You are not logged in.

#1 2024-03-03 09:26:30

Akusari
Member
Registered: 2019-02-26
Posts: 18

New mdadm package 4.3-1: Alarm spins around

Hello guys,

after more then two years a new version of mdadm dropped in and my own alarm scripts has some trouble to deal with it. :-/
Unfortunately it looks like that the new version spins around during the boot phase and devices are tested if they are active or not.
Of course a new assemble and renew the mdadm.conf file was my first step und a mkinitcpio runs after that.
At the moment i include a dirty hack with file in my script which leads to other problems if a "real" error happens.
However, do you have an solution for the new version that it's testing  devices on boot ?
(I tested a package downgrade of course and everything is fine again)

My script output:

 journalctl -b -u mdmonitor.service
Mär 03 09:54:26 daten-box systemd[1]: Started MD array monitor.
Mär 03 09:54:26 daten-box mdadm[719]: mdadm: DeviceDisappeared event detected on md device /dev/md/md127
Mär 03 09:54:26 daten-box mdadm[727]: Assume boot in progress. Waiting...
Mär 03 09:54:26 daten-box mdadm[719]: mdadm: DeviceDisappeared event detected on md device /dev/md/md1
Mär 03 09:54:26 daten-box mdadm[746]: Assume boot in progress. Waiting...
Mär 03 09:54:26 daten-box mdadm[719]: mdadm: NewArray event detected on md device /dev/md127
Mär 03 09:54:26 daten-box mdadm[755]: Assume boot in progress. Waiting...
Mär 03 09:54:26 daten-box mdadm[719]: mdadm: NewArray event detected on md device /dev/md1
Mär 03 09:54:26 daten-box md_monitor_alarm.sh[769]: md_monitor_alarm.sh called with NewArray /dev/md1 arguments and no /var fs is present
Mär 03 09:54:26 daten-box mdadm[765]: Assume boot in progress Waiting...

mdadm.conf:

...
 MAILADDR <hidden>
PROGRAM /usr/local/bin/md_monitor_alarm.sh
# old arch package 4.2.2 #ARRAY /dev/md/daten-box:127 metadata=1.2 UUID=da1092e8:99e02141:26ae0fc4:e82b972a
# old arch packahe 4.2.2 #ARRAY /dev/md1 metadata=1.2 UUID=b615704c:787643d8:2dcd3a41:52cca4c6
# Reassemble with my rescue system and 'mkinitcpio -P' done
ARRAY /dev/md1 metadata=1.2 name=debian-rescue:pool UUID=b615704c:787643d8:2dcd3a41:52cca4c6
ARRAY /dev/md127 metadata=1.2 name=debian-rescue:ssd UUID=da1092e8:99e02141:26ae0fc4:e82b972a

My script:  (I'm a lazy bitch, so no comments about the script style please)

#!/usr/bin/bash
#
# MD raid alarm script
# Copyright Akusari 2023 (<hidden>)
#

# Called by mdadm
# $1 = event
# $2 = device

#
# Start conditions
#

if [ "$1" == "" ]; then
        echo "Missing first argument!"
        exit 255
fi

if [ "$2" == "" ]; then
        echo "Missing second argument!"
        exit 255
fi

#
# Logging
#

call_date="$(/usr/bin/date +%Y-%m-%d-%T)"
message="$(basename $0) called with $@ arguments"
log_file="/var/log/monitor_md_alarm.log"

if [ ! -f $log_file ]; then
  echo "$message and no /var fs is present" | /usr/bin/systemd-cat -p warning -t $(basename $0)
  echo "Assume boot in progress!

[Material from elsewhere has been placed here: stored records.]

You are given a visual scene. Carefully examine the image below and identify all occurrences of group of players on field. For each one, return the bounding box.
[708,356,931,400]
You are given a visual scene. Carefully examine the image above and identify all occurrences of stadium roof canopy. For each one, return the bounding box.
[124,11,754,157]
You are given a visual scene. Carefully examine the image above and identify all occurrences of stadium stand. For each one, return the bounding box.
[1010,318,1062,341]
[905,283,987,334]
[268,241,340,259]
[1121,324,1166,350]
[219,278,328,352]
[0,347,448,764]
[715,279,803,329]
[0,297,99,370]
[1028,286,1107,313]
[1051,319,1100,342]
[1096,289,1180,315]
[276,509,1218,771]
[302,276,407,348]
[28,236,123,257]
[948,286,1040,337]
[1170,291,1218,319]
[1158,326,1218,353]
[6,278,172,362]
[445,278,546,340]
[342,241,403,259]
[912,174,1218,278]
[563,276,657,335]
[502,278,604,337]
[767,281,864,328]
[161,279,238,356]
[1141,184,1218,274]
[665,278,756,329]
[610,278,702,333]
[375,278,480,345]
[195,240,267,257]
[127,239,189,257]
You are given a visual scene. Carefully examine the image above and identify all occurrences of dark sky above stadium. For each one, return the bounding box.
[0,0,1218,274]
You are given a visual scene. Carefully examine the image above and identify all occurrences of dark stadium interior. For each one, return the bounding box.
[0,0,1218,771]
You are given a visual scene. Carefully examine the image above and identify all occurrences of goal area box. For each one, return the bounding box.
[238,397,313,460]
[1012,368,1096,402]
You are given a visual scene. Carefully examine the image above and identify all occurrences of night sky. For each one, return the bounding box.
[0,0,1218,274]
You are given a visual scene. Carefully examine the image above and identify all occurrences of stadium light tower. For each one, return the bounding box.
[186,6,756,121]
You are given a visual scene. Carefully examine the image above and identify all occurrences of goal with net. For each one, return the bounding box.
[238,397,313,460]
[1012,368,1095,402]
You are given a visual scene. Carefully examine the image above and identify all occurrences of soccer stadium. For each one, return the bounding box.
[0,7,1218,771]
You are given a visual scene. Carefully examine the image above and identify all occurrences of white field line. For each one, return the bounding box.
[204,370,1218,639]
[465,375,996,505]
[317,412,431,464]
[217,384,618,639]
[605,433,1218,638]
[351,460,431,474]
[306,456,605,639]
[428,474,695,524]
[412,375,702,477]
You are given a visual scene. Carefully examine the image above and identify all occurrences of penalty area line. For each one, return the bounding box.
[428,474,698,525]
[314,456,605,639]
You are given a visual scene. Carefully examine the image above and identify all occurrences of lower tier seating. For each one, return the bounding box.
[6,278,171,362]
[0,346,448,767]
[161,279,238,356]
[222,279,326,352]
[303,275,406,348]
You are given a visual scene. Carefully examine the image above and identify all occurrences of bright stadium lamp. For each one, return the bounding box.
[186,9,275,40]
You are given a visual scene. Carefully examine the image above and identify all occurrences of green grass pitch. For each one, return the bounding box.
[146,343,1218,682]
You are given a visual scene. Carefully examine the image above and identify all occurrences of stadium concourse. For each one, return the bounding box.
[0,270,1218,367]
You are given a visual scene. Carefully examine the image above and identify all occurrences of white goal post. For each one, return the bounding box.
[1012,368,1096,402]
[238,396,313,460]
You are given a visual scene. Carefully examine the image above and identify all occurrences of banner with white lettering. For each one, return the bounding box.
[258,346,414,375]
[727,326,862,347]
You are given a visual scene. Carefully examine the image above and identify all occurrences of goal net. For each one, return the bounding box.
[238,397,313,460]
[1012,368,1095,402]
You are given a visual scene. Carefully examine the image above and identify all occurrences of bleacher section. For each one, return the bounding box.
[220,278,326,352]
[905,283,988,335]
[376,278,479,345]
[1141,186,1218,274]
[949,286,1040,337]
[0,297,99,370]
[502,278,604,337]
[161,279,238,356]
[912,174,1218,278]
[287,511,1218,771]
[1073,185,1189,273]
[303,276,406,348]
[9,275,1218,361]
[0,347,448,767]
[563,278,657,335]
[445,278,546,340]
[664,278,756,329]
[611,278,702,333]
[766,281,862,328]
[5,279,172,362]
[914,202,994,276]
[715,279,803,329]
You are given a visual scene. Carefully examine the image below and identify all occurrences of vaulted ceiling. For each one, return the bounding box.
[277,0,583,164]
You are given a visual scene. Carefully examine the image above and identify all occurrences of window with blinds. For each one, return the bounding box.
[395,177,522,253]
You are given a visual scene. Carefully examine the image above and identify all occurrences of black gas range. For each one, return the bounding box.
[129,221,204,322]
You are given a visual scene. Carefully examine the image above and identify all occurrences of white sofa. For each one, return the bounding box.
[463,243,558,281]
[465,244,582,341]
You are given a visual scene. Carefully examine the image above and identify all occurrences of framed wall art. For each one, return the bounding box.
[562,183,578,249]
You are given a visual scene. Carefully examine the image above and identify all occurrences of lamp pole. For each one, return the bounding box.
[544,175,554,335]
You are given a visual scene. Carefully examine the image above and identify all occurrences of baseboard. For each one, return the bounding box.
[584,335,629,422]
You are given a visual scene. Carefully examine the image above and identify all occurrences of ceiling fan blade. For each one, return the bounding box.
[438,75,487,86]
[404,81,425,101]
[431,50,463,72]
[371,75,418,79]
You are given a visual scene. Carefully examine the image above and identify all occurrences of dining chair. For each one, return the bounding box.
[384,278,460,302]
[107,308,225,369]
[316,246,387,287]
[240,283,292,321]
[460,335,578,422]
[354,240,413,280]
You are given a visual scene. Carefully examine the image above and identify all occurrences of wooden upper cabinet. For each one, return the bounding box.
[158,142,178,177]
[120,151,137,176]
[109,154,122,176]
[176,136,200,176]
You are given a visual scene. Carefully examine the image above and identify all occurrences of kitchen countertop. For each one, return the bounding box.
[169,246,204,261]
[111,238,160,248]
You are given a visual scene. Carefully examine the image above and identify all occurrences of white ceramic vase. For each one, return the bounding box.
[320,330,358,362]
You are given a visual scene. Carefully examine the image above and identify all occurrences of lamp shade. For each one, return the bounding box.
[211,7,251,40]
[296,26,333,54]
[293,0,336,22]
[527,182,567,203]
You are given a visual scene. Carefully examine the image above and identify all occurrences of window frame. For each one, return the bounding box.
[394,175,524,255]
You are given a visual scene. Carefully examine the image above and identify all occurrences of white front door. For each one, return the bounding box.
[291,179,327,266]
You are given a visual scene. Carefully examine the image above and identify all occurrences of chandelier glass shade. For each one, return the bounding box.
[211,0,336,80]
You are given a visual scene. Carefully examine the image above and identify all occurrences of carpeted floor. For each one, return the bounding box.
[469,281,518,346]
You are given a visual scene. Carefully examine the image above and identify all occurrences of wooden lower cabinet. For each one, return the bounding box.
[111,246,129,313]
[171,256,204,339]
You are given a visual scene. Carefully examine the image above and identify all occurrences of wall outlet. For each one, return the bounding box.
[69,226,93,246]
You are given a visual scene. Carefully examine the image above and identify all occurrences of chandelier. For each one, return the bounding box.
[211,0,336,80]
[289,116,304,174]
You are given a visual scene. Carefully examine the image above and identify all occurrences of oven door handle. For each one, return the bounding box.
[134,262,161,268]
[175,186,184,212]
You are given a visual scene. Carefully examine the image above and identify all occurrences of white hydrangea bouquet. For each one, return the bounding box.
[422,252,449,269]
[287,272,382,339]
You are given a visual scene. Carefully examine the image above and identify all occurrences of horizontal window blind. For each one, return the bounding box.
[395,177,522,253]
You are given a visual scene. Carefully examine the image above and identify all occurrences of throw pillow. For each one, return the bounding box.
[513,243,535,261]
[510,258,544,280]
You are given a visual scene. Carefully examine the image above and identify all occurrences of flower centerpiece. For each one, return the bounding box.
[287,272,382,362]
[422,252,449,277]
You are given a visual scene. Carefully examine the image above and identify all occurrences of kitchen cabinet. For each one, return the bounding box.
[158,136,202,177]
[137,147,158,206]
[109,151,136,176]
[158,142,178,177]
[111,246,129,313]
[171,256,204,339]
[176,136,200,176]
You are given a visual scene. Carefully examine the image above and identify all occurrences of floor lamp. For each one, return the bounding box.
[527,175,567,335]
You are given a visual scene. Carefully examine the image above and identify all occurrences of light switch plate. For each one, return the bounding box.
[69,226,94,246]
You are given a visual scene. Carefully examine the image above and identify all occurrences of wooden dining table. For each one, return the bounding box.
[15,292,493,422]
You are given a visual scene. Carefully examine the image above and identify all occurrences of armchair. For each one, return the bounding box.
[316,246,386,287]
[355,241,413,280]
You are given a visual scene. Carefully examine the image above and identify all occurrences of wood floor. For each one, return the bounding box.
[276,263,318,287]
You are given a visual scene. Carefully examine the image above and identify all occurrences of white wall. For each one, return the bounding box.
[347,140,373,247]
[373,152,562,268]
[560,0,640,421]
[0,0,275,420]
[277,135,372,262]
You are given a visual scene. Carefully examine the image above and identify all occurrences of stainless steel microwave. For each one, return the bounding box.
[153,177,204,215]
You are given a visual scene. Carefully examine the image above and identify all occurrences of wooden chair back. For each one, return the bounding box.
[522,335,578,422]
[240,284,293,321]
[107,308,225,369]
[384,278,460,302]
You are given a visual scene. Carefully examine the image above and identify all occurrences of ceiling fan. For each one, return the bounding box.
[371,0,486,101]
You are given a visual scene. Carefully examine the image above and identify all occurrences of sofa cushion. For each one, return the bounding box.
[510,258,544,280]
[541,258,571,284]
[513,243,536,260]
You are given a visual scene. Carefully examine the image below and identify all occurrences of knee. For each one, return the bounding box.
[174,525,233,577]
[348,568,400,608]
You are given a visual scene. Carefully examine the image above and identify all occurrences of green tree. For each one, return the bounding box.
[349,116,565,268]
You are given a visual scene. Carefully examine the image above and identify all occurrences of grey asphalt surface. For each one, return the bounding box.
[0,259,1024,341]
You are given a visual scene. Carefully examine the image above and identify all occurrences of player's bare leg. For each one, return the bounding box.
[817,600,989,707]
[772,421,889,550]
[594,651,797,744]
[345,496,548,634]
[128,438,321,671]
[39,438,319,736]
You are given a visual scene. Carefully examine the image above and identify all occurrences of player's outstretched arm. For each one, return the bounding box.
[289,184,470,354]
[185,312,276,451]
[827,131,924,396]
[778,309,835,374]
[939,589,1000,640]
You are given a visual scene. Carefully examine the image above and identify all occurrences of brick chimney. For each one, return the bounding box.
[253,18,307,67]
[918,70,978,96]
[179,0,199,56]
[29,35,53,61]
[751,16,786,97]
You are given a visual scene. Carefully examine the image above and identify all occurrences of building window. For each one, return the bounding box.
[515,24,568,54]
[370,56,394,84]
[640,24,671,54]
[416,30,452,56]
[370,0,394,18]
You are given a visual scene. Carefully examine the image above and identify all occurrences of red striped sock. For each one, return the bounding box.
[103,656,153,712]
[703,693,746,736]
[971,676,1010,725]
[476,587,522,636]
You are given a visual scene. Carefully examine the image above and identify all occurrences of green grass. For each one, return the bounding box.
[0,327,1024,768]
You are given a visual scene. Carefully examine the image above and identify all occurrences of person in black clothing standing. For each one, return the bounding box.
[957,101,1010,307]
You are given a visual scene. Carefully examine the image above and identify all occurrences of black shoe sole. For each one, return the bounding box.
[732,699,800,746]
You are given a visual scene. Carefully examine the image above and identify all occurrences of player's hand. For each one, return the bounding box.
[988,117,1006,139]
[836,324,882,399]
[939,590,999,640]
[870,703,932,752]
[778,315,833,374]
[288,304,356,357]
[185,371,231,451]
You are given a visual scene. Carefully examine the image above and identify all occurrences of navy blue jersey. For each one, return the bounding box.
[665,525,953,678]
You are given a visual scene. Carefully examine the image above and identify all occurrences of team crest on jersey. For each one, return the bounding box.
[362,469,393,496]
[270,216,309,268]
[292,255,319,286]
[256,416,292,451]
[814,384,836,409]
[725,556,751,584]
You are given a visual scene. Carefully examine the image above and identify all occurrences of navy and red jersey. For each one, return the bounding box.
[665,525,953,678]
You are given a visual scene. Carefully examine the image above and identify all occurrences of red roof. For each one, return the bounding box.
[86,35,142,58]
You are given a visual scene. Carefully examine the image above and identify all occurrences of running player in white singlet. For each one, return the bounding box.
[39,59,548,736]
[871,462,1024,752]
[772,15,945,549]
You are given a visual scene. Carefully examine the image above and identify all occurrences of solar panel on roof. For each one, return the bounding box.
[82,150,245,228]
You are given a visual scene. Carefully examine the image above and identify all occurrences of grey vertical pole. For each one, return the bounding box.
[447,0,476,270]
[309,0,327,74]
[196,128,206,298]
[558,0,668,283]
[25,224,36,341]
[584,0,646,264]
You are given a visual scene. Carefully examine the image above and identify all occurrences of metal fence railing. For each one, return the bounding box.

Waiting..."
  exit 254
fi

echo "${call_date}: $message" >> $log_file
echo "$message" | /usr/bin/systemd-cat -p warning -t $(basename $0)

#
# conditions
#

if [ "$1" == "TestMessage" ]; then
        echo "${call_date}: Abort because Test-Mode detected" >> $log_file
        echo $1 | mail -Ssendwait -s "$(hostname) $(basename $0) device $2" root@<hidden>
        exit 0
fi

if [ "$(cat /sys/block/${2}/md/sync_action)" == "check" ]; then
        echo "Abort raid alarm because there is a raid check on $2 running" >> $log_file
        echo $1 | mail -Ssendwait -s "$(hostname) $(basename $0) device $2" root@<hidden>
        exit 0
fi

if [[ $1 == "Rebuild"* ]]; then
        echo "Abort raid alarm because there is a raid rebuilding on $2 running" >> $log_file
        echo $1 | mail -Ssendwait -s "$(hostname) $(basename $0) device $2" root@<hidden>
        exit 0
fi


if [ "$1" == "NewArray" ]; then
        echo "New Array $2 detected - There is nothing todo for us" >> $log_file
        echo $1 | mail -Ssendwait -s "$(hostname) $(basename $0) device $2" root@<hidden>
        exit 0
fi

if [ "$1" == "RebuildStarted" ]; then
        echo "Rebuild Array $2 detected - There is nothing to do for us" >> $log_file
        echo $1 | mail -Ssendwait -s "$(hostname) $(basename $0) device $2" root@<hidden>
        exit 0
fi

if [ "$1" == "RebuildFinished" ]; then
        echo "Abort raid alarm because Raid rebuild $2 finised" >> $log_file
        echo $1 | mail -Ssendwait -s "$(hostname) $(basename $0) device $2" root@<hidden>
        exit 0
fi

#
# Run endless
#

while true; do
        if [ ! -f /.md_silent ]; then
           echo -e '\a' > /dev/console
        fi
        sleep 30

        if [ -f /.md_exit ]; then
           rm /.md_exit
           break
        fi
done

exit 0

Regards
Akusari

Last edited by Akusari (2024-03-03 09:29:47)

Offline

#2 2024-03-03 16:34:11

WorMzy
Forum Moderator
From: Scotland
Registered: 2010-06-16
Posts: 11,892
Website

Re: New mdadm package 4.3-1: Alarm spins around

Seems like a bug, but maybe raise it on the mdadm mailing list. If you're not overly reliant on the device name being /dev/md#, then you could just change it in your mdadm.conf to match what mdadm 'wants' to call it. i.e. /dev/md/md127 and /dev/md/md1.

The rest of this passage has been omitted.